In one embodiment, the pixel data in a 32-bit floating-point format represents the input pixel data for a CNN, where each pixel is expressed using a 32-bit floating-point representation. Specifically, the input pixel data is converted into a 2D numerical matrix as the input of CNN. For example, FIG. 1B illustrates how one-dimensional input data is transformed into a two-dimensional numerical matrix. The input data is generated from an audio signal and originally represented as a one-dimensional sequence. During the conversion, the one-dimensional sequence is reorganized into a two-dimensional numerical matrix, where each element in the matrix corresponds to a pixel data point derived from the original sequence. In one embodiment, the filter data in a 32-bit floating-point format corresponds to the filter weights used in a CNN convolutional layer. For example, the processing unit 110 may apply a filter (or kernel) implemented as a matrix to perform convolution operations on the input pixel data, thereby extracting meaningful features such as edges, textures, or patterns.
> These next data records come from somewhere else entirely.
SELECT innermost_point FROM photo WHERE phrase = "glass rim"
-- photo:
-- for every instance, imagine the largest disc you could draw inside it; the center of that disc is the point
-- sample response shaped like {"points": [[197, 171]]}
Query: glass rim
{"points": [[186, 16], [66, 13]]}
FIGS. 2A and 2B illustrate a conversion process by which an FP-to-BFP converter reduces mantissa to 8 bits according to some embodiments of the present invention.

In FIG. 2A, the first step of the FP-to-BFP conversion involves determining a shared exponent for a block of floating-point values. Each input value in 32-bit floating-point format consists of a sign bit, an 8-bit exponent, and a 23-bit mantissa. Since the BFP format requires multiple values to share a single exponent, the FP-to-BFP converter first scans all the input values within a block and identifies the largest exponent among them. Once the maximum exponent is determined, it is assigned as the shared exponent for the entire block. The first step of the FP-to-BFP conversion allows all values within the block to be aligned under a common exponent, thereby reducing storage requirements and simplifying computation. In this example, the shared maximum exponent is 0x7C, selected from 0x79, 0x7B, 0x7A, and 0x7C.

Then, in FIG. 2B, after determining the shared exponent for the block, the second step of the FP-to-BFP conversion adjusts the mantissa of each floating-point value to align with this exponent. Since the original 32-bit floating-point values have individual exponents, they are normalized to the common exponent during conversion to BFP format.

The FP-to-BFP converter performs mantissa alignment via right-shift. If an input value's original exponent is smaller than the shared exponent, its mantissa must be right shifted by the difference between the two exponents. The shifting allows the value to be properly scaled within the block while maintaining numerical integrity. For example, if the shared exponent is 0x7C, but an input value originally had an exponent of 0x79, its mantissa must be shifted right by (0x7C-0x79)=3 bits to align with the shared exponent.

Furthermore, the FP-to-BFP converter incorporates the hidden leading bit (Bit 24) into the 23-bit mantissa. In the FP32 configuration, the mantissa consists of 23 explicit bits, but there is an implicit leading bit (Bit 24), which is always assumed to be “1” for normalized numbers. Before shifting and truncation, the hidden leading 1-bit is explicitly added to the mantissa, effectively making it a 24-bit value instead of just 23 bits.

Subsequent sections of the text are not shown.